I was all set to write another book this year. Solo this time, as my book spouse Amber Naslund has her hands full with her new social business consultancy Sidera Works. I loved writing half of The NOW Revolution, and loved even more traveling around North America giving presentations about social media and social business (here are the slides). I spoke in 65 different cities in 2011. It’s a lot of work, but I enjoy it.
I was ready to jump back into the fire in 2012, with a nifty new topic, interested publishers, and a plan to use this new book as a real springboard to the future. But sometimes, life conspires to make you focus on the present.
On January 6, my life got shaken up like a snow globe. My little brother, Jeff Baer, died in his sleep of a heart attack at age 39. Jeff was my only natural sibling, and even after the services and paperwork and craziness, it’s difficult for me to process and accept that he’s gone forever. As I said in my eulogy, he was a bon vivant. A raconteur. A scallywag. Everyone who ever met Jeff remembers him, and that’s a rare quality in this world.
(Many thanks to the dozens of friends and clients who donated to the scholarship fund in Jeff’s memory. With your support, my parents and I are endowing two, full-tuition Jeffrey A. Baer Memorial Scholarships to the new Arizona State University – Lake Havasu City campus that opens this Fall)
As you might have surmised if you’ve read this blog or followed the progress of Convince & Convert, I’m a hard charger. Type A. Overachiever. Whatever label you want to put on it, you know the deal. And until Jeff died, I had never intentionally done less of anything. But something like that will force you to take a long look at what you’ve wrought.
As my Dad said to me at lunch a few days before the memorial service, “Jay, what are you trying to prove?” I’d never been asked that – even by myself – and the fact that I didn’t have a good answer was telling. It’s not that I’m ungrateful for the life and extraordinary career I’ve cobbled together over the past 20 years – much less my amazing wife and smart, perfect kids. I even have a cool dog, Mr. Cheeto. It’s not so much that I take all that for granted (although I often do). It’s more that I am wired to believe that good enough is not enough. That within my field there is no reason I can’t sell books like Godin, pack the room like Vaynerchuk, and build a large consultancy like Dachis. Maybe it’s ego, or hubris, or folly, but I’ve just never put psychological constraints on what I can accomplish.
I still believe I can do those things, but I’m going to tackle them at a more modest pace, leaving me more time to focus on my health and my family. And that’s where the book comes in. From experience, I know that if you have a busy day job, the book writing happens at nights and on weekends.
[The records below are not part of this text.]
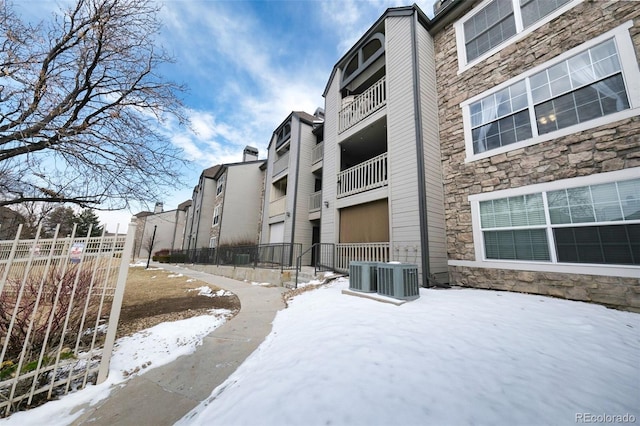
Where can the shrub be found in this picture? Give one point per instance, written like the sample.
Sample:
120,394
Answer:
57,301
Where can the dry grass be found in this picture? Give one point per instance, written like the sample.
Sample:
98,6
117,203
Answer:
154,296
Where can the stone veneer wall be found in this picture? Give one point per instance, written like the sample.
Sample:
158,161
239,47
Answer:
614,146
218,200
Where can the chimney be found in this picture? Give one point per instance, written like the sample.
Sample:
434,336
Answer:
439,5
249,154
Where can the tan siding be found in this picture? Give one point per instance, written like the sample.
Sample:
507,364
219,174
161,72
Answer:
403,194
330,168
241,207
268,179
432,156
306,181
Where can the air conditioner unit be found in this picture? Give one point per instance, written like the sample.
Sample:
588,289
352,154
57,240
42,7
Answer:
363,276
398,280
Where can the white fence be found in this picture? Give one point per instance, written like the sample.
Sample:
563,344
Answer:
367,175
60,301
360,252
363,105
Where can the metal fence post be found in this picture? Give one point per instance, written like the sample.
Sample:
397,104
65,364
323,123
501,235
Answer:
116,305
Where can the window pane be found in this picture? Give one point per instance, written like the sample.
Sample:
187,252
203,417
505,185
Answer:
533,11
489,27
596,100
527,244
559,215
611,244
629,192
535,209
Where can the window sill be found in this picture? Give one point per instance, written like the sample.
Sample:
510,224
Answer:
624,271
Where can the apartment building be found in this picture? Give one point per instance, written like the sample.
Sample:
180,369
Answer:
159,229
293,182
200,214
237,202
539,105
382,196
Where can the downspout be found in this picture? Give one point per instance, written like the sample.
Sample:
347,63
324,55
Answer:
175,230
295,193
422,190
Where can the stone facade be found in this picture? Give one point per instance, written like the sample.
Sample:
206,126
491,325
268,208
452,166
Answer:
610,147
218,202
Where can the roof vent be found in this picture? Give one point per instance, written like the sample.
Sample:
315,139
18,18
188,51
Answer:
249,154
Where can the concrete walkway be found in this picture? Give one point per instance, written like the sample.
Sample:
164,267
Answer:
165,394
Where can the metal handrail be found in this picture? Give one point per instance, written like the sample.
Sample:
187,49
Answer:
315,266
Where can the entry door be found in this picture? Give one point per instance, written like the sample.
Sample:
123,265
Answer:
276,233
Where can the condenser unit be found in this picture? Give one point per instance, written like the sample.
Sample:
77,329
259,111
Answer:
398,280
362,276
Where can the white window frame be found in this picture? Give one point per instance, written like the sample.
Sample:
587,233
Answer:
630,73
216,216
521,32
632,271
219,185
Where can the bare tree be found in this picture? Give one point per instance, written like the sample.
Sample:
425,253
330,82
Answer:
81,104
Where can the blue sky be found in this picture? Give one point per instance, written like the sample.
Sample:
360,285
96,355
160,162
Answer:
246,65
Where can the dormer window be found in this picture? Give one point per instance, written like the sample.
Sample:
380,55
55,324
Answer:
362,58
283,134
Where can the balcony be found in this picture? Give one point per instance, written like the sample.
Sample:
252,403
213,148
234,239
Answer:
281,164
317,152
278,206
360,252
315,201
367,175
363,105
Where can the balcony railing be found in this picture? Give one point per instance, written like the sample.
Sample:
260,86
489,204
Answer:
281,164
277,207
317,153
368,175
315,201
360,252
363,105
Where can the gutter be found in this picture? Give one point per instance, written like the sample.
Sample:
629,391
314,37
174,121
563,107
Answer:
295,193
422,190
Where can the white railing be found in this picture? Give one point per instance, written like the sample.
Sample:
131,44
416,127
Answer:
60,301
363,105
317,153
367,175
315,201
281,164
277,207
360,252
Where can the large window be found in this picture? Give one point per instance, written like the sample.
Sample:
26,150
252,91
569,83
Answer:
220,185
216,216
483,30
596,224
566,95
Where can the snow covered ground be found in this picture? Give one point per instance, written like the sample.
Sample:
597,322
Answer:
452,357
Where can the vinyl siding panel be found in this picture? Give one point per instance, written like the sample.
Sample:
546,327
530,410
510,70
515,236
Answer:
203,218
432,156
268,179
306,181
328,219
403,171
241,207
Once the book is published the real work begins, which is promoting it. Very few business books sell themselves. The authors make them sell, hence the tour Amber and I undertook last year.
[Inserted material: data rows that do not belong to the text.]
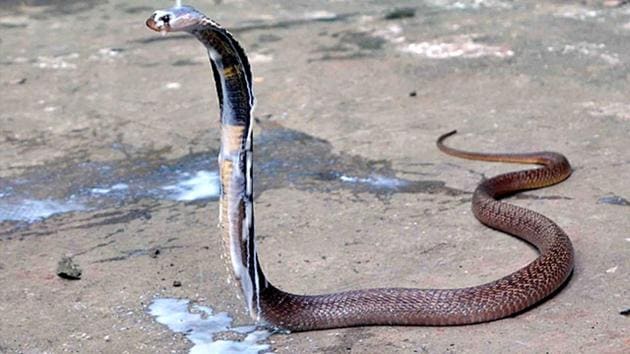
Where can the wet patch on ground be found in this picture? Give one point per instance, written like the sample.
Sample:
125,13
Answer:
49,6
284,157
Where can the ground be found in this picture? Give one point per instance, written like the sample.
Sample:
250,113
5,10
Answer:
101,120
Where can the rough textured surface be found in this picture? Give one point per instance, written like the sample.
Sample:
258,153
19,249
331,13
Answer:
85,82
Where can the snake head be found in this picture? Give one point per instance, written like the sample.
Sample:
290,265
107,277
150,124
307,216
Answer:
179,18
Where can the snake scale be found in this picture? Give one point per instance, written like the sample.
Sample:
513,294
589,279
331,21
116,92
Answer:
384,306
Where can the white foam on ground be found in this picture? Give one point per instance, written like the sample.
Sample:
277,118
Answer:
33,210
203,185
107,190
200,325
320,15
460,46
375,181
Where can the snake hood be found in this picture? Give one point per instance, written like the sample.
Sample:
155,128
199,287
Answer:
175,19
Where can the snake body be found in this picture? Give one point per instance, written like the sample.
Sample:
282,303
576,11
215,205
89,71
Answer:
384,306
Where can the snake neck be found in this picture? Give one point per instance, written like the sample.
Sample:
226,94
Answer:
233,79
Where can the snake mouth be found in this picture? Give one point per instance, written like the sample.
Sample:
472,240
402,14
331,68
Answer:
159,23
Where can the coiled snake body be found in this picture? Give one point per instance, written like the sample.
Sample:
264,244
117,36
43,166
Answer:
387,306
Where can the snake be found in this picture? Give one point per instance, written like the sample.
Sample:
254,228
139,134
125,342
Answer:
270,306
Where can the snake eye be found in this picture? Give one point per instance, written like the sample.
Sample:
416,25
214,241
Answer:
165,18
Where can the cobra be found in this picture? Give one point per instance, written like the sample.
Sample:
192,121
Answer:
382,306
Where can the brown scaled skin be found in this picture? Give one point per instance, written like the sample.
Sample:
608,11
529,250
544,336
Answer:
385,306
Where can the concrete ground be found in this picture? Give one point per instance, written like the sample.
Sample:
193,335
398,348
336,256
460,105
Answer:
351,191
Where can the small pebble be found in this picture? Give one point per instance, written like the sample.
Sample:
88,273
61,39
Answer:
67,269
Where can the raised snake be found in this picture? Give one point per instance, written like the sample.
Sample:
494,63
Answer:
271,306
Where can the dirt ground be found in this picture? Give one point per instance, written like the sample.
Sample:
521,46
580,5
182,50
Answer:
350,189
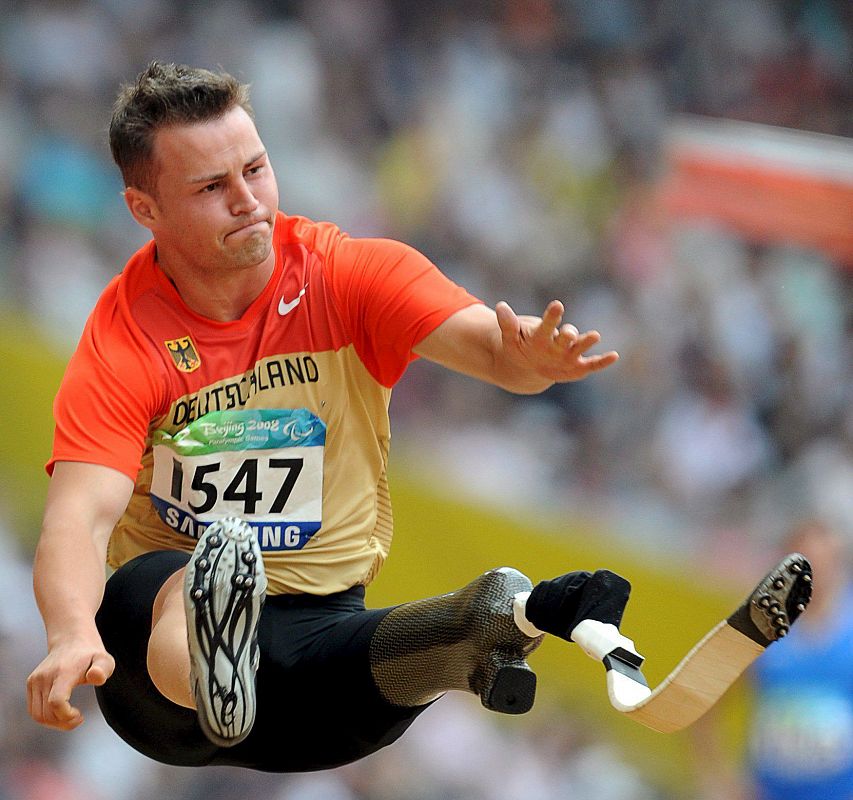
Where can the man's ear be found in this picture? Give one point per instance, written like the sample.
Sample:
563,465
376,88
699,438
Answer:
143,207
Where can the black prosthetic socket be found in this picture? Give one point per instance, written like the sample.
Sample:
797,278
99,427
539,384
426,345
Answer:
465,640
558,605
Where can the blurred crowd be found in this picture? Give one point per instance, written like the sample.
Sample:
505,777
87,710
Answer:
518,143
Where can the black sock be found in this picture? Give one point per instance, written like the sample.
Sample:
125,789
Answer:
558,605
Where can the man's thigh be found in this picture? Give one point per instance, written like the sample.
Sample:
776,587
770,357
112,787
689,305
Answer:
318,705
So, I’m not going to do it again. Not yet. I’ve got to use my time a bit more wisely for now. Even before Jeff, I had every single genetic and behavioral risk factor for heart disease and so forth (except smoking, which I quit 11 years ago). The last time I worked out with any degree of rigor and consistency was 1985. Yes, Reagan was President the last time I lifted a weight. I’m no expert, but that’s probably a sub-optimal fitness regiment. I have been a recent member of the Bacon-of-the-Month Club….and without irony.
Play time is over for me. I have a personal trainer. A nutritionist. A dermatologist. A new doctor. My payroll is increasing in inverse proportion to my waist line. But it’s worth it – or it will be. I’m joining the ranks of Brogan, Falls, Shankman and others who have decided that paying attention to your health is a worthwhile endeavor.
So, I’m not writing a book this year. I’ll still be plenty busy, of course. We have a ton of great clients at Convince & Convert. A new podcast – Social Pros – that debuted last night. A ton of speaking gigs (just not 65 cities’ worth). And a family that will hopefully see more of me.
I wasn’t always the best brother to Jeff, and that makes me sad – and always will. But I loved him, and he knew it. And he loved me, and I knew it. He gave me countless gifts through the years, especially laughter. I’m hoping his greatest gift will be this one: a wake-up call.